= Realm of the Desert Sons =

Board game

Realm of the Desert Sons (Im Reich der Wüstensöhne) is a German-style board game published in 2008 by Klaus Teuber, published by Kosmos in Germany. It is the second game in the Entdecker trilogy of games, a series of games featuring the mechanics of Teuber's previous game, Entdecker, adapted to new themes. Unlike the previous game, Realm of the Jade Goddess, Desert Sons was available for a wide release, though there are no plans to publish the game outside of the original German language. However, a computer implementation has been available on the Catan GmbH website, with a full English language translation.

Desert Sons is considered to be the middle game in terms of complexity in the trilogy, roughly on par with the original Entdecker.

== Gameplay ==
The game takes place on a board 11 tiles wide by 11 tiles tall. Initially, only the tiles in the middle row and column are uncovered. Each tile consists of portions of desert and oasis, with connecting lines in brown or white through the centers of each tile (brown through desert portions and white through oasis portions). In addition, oasis portions may contain "action icons", which are used in the game.

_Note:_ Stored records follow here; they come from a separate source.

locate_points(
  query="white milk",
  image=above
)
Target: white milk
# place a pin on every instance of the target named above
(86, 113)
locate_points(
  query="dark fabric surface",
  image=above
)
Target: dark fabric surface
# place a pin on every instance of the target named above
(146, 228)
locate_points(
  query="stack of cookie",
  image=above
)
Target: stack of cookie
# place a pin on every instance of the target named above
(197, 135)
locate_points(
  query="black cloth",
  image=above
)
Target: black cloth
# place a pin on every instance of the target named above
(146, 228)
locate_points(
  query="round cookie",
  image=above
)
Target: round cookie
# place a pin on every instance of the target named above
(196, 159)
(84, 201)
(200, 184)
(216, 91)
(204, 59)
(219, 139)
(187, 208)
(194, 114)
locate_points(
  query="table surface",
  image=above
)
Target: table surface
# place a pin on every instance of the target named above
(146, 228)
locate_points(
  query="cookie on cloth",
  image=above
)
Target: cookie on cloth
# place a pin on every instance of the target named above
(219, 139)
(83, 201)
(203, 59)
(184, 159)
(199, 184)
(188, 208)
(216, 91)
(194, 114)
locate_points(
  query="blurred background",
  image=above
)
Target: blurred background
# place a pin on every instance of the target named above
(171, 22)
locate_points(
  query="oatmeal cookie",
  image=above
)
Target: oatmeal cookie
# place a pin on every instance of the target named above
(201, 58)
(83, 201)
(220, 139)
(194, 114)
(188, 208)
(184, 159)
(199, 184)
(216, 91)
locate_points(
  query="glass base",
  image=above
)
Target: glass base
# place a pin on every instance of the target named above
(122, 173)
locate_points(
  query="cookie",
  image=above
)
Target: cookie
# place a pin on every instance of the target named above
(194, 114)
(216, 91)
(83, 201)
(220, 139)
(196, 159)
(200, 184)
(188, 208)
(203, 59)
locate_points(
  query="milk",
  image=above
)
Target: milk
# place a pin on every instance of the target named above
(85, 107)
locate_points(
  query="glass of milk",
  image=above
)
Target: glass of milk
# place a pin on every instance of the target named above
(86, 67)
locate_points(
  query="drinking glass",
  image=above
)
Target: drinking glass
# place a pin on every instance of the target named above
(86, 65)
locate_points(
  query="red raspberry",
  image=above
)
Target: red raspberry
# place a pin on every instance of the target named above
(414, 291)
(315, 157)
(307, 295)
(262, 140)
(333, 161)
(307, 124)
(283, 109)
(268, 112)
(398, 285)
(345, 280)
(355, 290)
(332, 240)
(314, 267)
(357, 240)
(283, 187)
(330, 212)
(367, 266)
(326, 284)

Each player begins the game with a camel representing the player's caravan, and four explorers of different heights. The heights of explorers of different players are also different, but such that the total height of a player's four explorers are the same. At the start of the turn, players place their camels on the first or last tiles on the middle row or column, with each player placing their camel on different tiles. Each player is also given one tile in reserve, and two water stones, which act as the game's currency.

At the start of each turn, the player may first move their camel. Camels may freely move along the brown lines, but must stop once the camel moves over a white line; once per game, a player may pay one water stone in order to freely move the camel along the white lines. Camels may not be placed on tiles where occupied by other camels, but may move over them. If the camel ends at a location facing unexplored terrain (where no tile exists), discovery occurs and the player may either draw a tile and place it or place a tile from their reserve. Once per game, the player may also pay one water stone to place a tile from another player's reserve (the player then draws a new tile and place it in their reserve). Tiles placed must be adjacent to the camel's position, such that the lines connecting it to neighboring tiles are of the same color, and such that tiles placed on the edge of the game board are placed with the desert sides out (as if the edge of the board has a brown connecting line); if no such placement is possible the tile is placed in the player's reserve, and the player's turn ends. If a new tile is placed, the camel is then moved to the newly discovered tile. If the tile is entirely composed of desert, the player may move the caravan again and place tiles, if necessary.

After discovery occurs, the players may either place an explorer on the newly discovered tile, or remove an explorer already on the board. Explorers must be placed on oasis sections of tiles, and may not be placed on the same portion as an action icon. Oases are considered complete if they are entirely surrounded by desert or the edge of the game board, when they are scored. If there are at least two explorers (even if they belong to the same player) in the completed oasis, the player with the tallest explorer must pay one water stone or remove the explorer from further scoring. Each explorer then claims an action icon by order of their height; if there are not enough action icons for all the explorers the remainder get nothing. Then, after each player then takes the action indicated by the action icon, the explorers are returned to the player's reserves. (As all explorers are of different heights, one explorer is always taller than the others. To counteract this, one player is given the turban, which is assigned to the player's tallest explorer. The explorer with the turban is always considered to be the tallest regardless of its actual height, and the turban is passed around when the explorer with the turban is involved in the scoring of an oasis.)

Action icons allow players to earn water stones, claim one of four merchandise items and place it in their caravans (which initially may hold four items), expand the capacity of their caravan by two items, or place a "rumor tile" on a small board. If in the event a player with a full caravan claims a merchandise item, they may discard the newly acquired merchandise item or discard a caravan item to make room. Rumor tiles add or subtract the victory point value of each item of merchandise by up to two points. There are six rumor tiles, but only two rumor tiles may be assigned to a particular merchandise item. Players may look at a rumor tile when they are placed, but they are placed face-down on a special rumor board that keeps track of the merchandise values. If all six rumor tiles are in place and a player chooses a rumor tile action, they may remove a rumor tile, which can be replaced by a later rumor tile action.

Once per game, the player may pay one water stone to take a second turn at the conclusion of their turn.

The game ends when the last tile is played, and one last turn is taken by each player. The rumor tiles are turned face-up, and the player with the greatest total value of merchandise wins, with the number of water stones as a tiebreaker.